Interesting start! Is that a river coming in from a cave opening?

----------


## Greg

Kind of, _hopefully_  it will become more clear as I progress!  :Smile:

----------


## Greg

Decided to make this my first all digital map, so it will be interesting to see how it goes. Anyway, I'm still hand-drawing every element of it so have just started the time consuming process of constructing some assets for it. So here are the assets for a tower and one of the styles of house.



I plan to do make all the elements separately then add them to the final piece, where, hopefully, I can blend them into a finished piece. I'll just have to wait and find out how it turns out.  :Smile:

----------


## Greg

Okay, here are a couple more buildings for the town. Two different styles of housing and a basic tavern.

----------


## ChickPea

These are cute. I really like the stonework.

----------


## Tonnichiwa

Wow GLS! you can draw like that and you think my maps are good?  :Question:  If I could draw like that my maps would be so awesome. I really love the way you drew your buildings.
I can't seem to get used to my Wacom tablet and pen. And even if I could my art wouldn't look much different than the drawing I posted first in my thread for this challenge.  :Frown: 

Anyway, I really like what I am seeing here and can't wait to see what you do with it.

----------


## Greg

@ChickPea, Thanks, I'm pleased you like them!  :Smile: 

@Tonnichiwa, Thank you for saying so.  :Smile:  I haven't really drawn much until doing maps, and sometimes things come out well for me and other times they don't. Drawing with a tablet and pen is weird and I find it harder to get the lines I want compared to doing it on paper. But, at the same time, I can erase things and try them again much more easily. I really liked your start with your start with the Underworld and hope you continue with it, as I thought it was pretty well drawn and captured the essence I felt you were after and to me that is more important in a map.  :Smile:

----------


## Greg

Okay, here's an update on the actual map this time. I've started adding in a few elements as well as a key. I plan to blend in all the buildings and everything a lot more before it is finished rather than them just looking like they've been planted there from nowhere (which obviously at this point they have  :Wink:  ).
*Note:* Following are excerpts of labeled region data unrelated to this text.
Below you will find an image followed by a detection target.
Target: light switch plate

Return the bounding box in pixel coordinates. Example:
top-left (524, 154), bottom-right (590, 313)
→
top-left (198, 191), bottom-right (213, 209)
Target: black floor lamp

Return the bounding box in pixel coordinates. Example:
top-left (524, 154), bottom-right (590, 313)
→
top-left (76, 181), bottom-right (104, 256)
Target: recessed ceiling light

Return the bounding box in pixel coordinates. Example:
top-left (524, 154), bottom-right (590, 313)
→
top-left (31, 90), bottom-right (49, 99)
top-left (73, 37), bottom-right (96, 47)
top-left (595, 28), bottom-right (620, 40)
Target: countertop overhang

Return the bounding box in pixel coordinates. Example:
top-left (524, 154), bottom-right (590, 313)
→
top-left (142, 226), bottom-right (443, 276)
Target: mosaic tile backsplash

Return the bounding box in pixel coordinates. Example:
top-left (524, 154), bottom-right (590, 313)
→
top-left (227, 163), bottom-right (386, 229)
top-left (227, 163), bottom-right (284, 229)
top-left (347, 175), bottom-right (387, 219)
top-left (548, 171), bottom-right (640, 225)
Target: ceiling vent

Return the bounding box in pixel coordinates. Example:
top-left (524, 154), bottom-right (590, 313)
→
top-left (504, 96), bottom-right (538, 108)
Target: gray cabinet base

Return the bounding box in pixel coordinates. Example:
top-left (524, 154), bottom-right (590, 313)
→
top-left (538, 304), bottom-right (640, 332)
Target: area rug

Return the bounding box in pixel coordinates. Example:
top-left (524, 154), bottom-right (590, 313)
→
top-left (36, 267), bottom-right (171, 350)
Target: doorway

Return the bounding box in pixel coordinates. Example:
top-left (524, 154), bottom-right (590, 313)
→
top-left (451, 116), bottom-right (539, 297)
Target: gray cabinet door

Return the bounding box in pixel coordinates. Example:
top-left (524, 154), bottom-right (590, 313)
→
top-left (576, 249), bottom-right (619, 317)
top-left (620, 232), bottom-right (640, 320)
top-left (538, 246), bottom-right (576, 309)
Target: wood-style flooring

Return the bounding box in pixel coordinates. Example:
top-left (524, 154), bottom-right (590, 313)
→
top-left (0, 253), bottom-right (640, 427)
Hope you like it!  :Smile: 

### Latest WIP ###


Still a lot more work to do on it though!

----------


## Southern Crane

This is really cool, I love the building styles.

----------


## Tonnichiwa

Nice, so far so good  :Smile:

----------


## ChickPea

It's starting to take shape and I like it. I wasn't entirely sure where you were going with this when you posted your first pic of the cavern background, but I like the direction it's going. The Lone Tower looks fantastic! It's so well done.

----------


## Greg

Thanks for all the positive comments everyone!  :Smile: 

I've now finished the biggest of the buildings, the Red Palace, which has been tough to do but I'm pretty pleased with it. Anyway, here it is:

----------


## Tonnichiwa

That looks fantastic GLS! What program do you use to make these pictures? Or is it all drawn on paper?

----------


## Greg

I wish it were drawn on paper! I probably could do them on paper but I'd make lots of mistakes in the process and in fact I was originally going to draw them by hand and scan them in to colour, but in the end thought I'd make this map my first entirely digital one. I have to say I am missing the old pen and paper, so definitely will be drawing in real life for the next one.  :Smile: 

I'm using a borrowed Wacom tablet and pen and an old copy of Photoshop CS2 (it would be very easy to use GIMP to do this to) to do them on, so I can erase my mistakes as I go. Also, it's good to have different layers to work on and then merge together afterwards, so when I'm colouring and doing finer details, if I want to erase something, it won't erase from the whole picture, just from the current selection. I've been drawing them a lot larger than they'll actually be so that I can put more detail in. Then once I'm finished and I've made it into a single layer, I export it to the overall map which I have open separately and scale it down to the size it needs to be.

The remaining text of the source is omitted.